Questa Roma è una mina vagante: il gioco ha l’impronta di Fonseca, ma dietro…

I capitolini hanno alternato ottime prove a partite di grande difficoltà, raccogliendo 8 punti in 5 gare: un bottino non esaltante.

Domenica prossima inizierà per il Lecce un vero e proprio tour de force voluto dal calendario, il quale vede nella Roma il primo avversario dei tanti di caratura importante che i giallorossi si troveranno ad affrontare. La squadra che sarà di scena al Via del Mare sarà ferita e vogliosa di riscatto, poiché reduce da una cocente sconfitta casalinga con l’Atalanta.

Quello con i bergamaschi è il primo ko dei giallorossi capitolini in questa Serie A. Uno score che ci può stare in teoria. La pratica parla però di una Roma che solo con il Sassuolo è riuscita ad esprimersi sui livelli richiesti e voluti, andando invece spesso incontro a prove non irreprensibili. Già all’esordio casalingo con il Genoa sono infatti emersi pregi e difetti di una squadra forte un gioco frizzante ed avvolgente, ma di una fase di non possesso non da squadra di caratura europea.

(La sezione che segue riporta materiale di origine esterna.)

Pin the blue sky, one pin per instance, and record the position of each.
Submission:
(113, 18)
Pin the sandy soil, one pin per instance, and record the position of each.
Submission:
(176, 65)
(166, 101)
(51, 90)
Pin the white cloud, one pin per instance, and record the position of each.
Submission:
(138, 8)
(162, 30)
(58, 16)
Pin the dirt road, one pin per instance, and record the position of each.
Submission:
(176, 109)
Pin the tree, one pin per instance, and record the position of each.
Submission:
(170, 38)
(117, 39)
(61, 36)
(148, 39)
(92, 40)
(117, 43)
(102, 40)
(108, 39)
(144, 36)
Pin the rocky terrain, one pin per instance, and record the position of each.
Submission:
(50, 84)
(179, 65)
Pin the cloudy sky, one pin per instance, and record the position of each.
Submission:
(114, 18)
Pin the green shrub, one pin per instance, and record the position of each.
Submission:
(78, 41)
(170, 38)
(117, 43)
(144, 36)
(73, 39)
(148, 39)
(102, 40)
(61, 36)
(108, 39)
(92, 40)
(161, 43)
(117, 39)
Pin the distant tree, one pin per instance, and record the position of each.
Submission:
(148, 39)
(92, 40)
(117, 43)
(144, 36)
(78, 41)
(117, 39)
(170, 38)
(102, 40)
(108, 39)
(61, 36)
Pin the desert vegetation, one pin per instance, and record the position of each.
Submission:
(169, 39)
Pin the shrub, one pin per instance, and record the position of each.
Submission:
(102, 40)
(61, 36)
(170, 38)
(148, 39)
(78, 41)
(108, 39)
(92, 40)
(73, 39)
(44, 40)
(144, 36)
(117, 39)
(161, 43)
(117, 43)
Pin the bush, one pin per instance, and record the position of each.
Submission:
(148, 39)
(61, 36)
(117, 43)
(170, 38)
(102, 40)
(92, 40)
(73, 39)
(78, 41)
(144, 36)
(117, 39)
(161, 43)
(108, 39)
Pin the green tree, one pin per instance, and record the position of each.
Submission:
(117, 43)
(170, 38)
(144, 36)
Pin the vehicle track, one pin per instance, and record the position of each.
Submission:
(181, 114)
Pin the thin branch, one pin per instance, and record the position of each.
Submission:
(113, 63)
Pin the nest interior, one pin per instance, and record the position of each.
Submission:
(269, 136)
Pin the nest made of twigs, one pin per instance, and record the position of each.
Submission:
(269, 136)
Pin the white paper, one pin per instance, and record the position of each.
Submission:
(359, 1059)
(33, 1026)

E solo gli errori della Lazio hanno impedito a Dzeko e compagni di incappare, nel secondo turno, in un brutto ko nel derby. Molto bene è invece andata con il Sassuolo, come detto. Con i neroverdi il modulo fantasia portato in dote da mister Fonseca ha avuto la sua massima espressione (al pari dell’ottimo secondo tempo europeo con il Basaksehir), esaltando le caratteristiche di tecnica e velocità degli interpreti.

Benissimo dal punto di vista del risultato è andata poi anche a Bologna alla quarta. Un 1-2 in casa felsinea a dir la verità molto fortunato, frutto di due giocate dei singoli (Kolarov e Pellegrini per Dzeko, tutti elementi in gran forma in questo avvio) e con gli avversari a sbagliare l’impossibile in avanti. Ancora una volta la difesa romanista non si è certamente dimostrata all’altezza degli obiettivi stagionali (tornare in Champions e vincere un trofeo).

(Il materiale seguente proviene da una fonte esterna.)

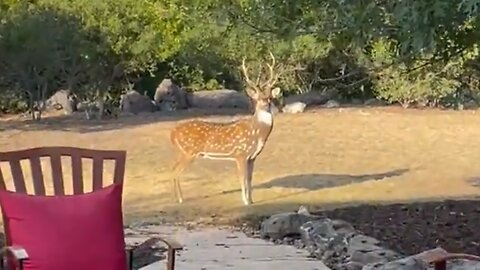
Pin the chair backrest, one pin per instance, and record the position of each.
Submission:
(55, 154)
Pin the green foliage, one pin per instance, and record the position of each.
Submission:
(410, 52)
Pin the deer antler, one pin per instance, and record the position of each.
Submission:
(245, 73)
(273, 76)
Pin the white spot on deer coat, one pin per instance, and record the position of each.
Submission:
(265, 117)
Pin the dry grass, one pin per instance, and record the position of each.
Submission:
(322, 157)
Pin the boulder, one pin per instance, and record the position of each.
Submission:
(312, 98)
(170, 97)
(283, 225)
(134, 102)
(332, 103)
(62, 100)
(216, 99)
(374, 102)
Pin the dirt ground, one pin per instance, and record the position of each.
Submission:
(323, 158)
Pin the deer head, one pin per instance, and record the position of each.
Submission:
(262, 92)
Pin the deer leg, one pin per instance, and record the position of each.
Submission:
(248, 181)
(242, 173)
(178, 168)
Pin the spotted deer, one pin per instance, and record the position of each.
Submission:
(241, 140)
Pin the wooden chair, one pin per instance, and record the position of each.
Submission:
(55, 154)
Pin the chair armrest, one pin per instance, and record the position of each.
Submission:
(172, 247)
(18, 254)
(171, 243)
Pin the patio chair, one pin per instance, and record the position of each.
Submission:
(69, 221)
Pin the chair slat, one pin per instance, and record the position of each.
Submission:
(97, 173)
(77, 174)
(57, 174)
(2, 180)
(119, 170)
(37, 175)
(17, 174)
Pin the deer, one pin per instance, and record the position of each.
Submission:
(240, 140)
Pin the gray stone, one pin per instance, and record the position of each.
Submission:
(216, 99)
(285, 224)
(361, 239)
(374, 102)
(332, 104)
(295, 107)
(62, 100)
(365, 254)
(170, 97)
(134, 102)
(356, 101)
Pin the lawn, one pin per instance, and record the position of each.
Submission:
(325, 158)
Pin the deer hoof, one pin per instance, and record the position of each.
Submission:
(247, 202)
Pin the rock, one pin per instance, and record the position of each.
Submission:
(295, 107)
(312, 97)
(332, 103)
(62, 100)
(356, 101)
(216, 99)
(134, 102)
(366, 253)
(170, 97)
(470, 105)
(284, 225)
(361, 239)
(374, 102)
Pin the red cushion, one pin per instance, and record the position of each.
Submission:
(74, 232)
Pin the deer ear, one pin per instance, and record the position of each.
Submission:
(276, 92)
(252, 93)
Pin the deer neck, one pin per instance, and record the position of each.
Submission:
(263, 121)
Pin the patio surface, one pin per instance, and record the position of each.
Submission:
(213, 248)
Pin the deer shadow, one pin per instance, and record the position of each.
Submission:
(317, 181)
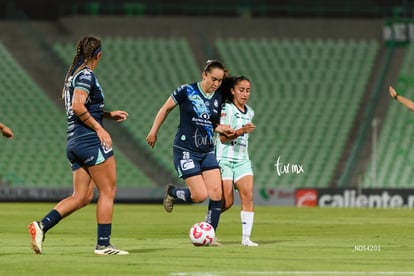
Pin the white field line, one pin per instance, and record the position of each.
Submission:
(215, 273)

Quella giallorossa è dunque una vera e propria mina vagante di questo campionato, stando ai fatti fino ad oggi. Può vincere con chiunque perché vanta qualità indiscutibili (alla già forte rosa si sono aggiunti elementi come Spinazzola, Veretout e Mkhytaryan su tutti), ma anche essere messa facilmente in difficoltà. Starà al Lecce saperne cogliere i difetti.